Turkey’s position on Iran’s nuclear program is crystal clear: We are categorically opposed to the presence of weapons of mass destruction in our region. Attempts to develop or acquire WMDs might well trigger a regional arms race, leading to further instability. That is why we have always called for the establishment of a WMD-free zone in the Middle East, including both Iran and Israel.
We support Iran’s right to use nuclear energy for peaceful purposes. But Iran’s program must be transparent, and its leaders must assure the international community of its non-military nature.
Gardels: When you addressed the NATO summit in Chicago earlier this week, you said that the international community was not doing enough to stop the slaughter in Syria. What should the international community do that it is not now doing?
Gul: Since the so-called “cease-fire” was declared in Syria, 1,500 people have died. Scores of people are dying every day. We support the six-point Annan plan (negotiated by former U.N. Secretary General Kofi Annan), but it must be fully implemented in every respect, which has not so far been the case.
This is where the international community comes in because it has been endorsed by the UN Security Council. The Security Council must act responsibly and insist on implementation of the full plan, or it will turn out only to have consolidated the existing Assad regime.

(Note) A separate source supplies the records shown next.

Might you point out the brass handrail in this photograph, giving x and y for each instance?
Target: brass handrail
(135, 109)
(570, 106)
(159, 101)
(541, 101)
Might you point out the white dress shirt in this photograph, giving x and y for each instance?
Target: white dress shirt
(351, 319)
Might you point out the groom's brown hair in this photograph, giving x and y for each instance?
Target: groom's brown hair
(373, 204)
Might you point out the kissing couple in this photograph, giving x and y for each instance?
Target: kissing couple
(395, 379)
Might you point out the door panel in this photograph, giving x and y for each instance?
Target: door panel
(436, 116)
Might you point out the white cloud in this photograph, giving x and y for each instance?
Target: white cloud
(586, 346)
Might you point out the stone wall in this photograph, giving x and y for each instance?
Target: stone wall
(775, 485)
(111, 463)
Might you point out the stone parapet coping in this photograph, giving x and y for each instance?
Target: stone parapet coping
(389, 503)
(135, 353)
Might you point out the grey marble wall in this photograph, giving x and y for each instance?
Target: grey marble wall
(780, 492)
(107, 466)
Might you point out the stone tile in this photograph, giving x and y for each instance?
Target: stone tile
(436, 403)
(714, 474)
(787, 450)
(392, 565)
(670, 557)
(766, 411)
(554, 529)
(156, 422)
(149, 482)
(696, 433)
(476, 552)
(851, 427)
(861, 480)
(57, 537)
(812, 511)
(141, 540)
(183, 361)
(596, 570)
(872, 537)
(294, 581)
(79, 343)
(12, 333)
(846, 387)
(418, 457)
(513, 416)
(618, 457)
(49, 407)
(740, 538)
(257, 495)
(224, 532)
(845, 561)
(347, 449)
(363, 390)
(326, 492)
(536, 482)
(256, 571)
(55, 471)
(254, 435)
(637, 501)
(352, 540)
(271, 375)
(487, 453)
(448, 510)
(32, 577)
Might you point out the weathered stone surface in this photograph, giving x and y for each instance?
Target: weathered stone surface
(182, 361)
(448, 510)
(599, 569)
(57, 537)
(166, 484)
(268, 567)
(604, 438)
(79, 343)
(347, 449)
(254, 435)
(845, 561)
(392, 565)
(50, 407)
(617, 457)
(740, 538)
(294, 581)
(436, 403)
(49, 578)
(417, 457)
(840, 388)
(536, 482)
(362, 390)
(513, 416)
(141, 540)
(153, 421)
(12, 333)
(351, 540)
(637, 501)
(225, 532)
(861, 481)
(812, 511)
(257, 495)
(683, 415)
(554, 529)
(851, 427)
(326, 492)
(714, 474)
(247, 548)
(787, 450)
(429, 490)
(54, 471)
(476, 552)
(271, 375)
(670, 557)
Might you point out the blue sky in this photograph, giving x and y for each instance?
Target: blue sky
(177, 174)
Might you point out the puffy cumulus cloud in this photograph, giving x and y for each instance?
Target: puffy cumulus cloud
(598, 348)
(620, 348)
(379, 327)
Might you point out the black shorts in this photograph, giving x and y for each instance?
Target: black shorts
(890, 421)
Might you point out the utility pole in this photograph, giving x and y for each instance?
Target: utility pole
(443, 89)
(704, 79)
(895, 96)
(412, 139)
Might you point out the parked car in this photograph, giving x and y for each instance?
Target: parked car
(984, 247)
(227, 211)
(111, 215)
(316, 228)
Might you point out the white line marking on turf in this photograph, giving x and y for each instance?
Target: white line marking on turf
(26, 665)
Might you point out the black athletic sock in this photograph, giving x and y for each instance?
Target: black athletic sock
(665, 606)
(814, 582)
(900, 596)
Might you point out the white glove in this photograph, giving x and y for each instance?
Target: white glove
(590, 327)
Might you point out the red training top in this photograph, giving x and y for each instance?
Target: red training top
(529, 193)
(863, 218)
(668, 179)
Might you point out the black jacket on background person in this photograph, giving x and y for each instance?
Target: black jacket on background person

Gardels: Well, this brings us back full circle to the beginning of our conversation about the power shift in the world today. China and Russia, which are both on the Security Council, must take up their responsibilities in this respect.
Gul: Yes, Russia’s role is key. Russia, of course, cannot bear the responsibility of all the human rights violations, the tanks and artillery bombarding cities, setting fires and killing so many people. It is important to constructively engage Russia. That is an area where not enough has been done.
Abdullah Gul is the president of Turkey. He was interviewed by Global Viewpoint Network editor Nathan Gardels during his visit to the United States for the NATO summit in Chicago.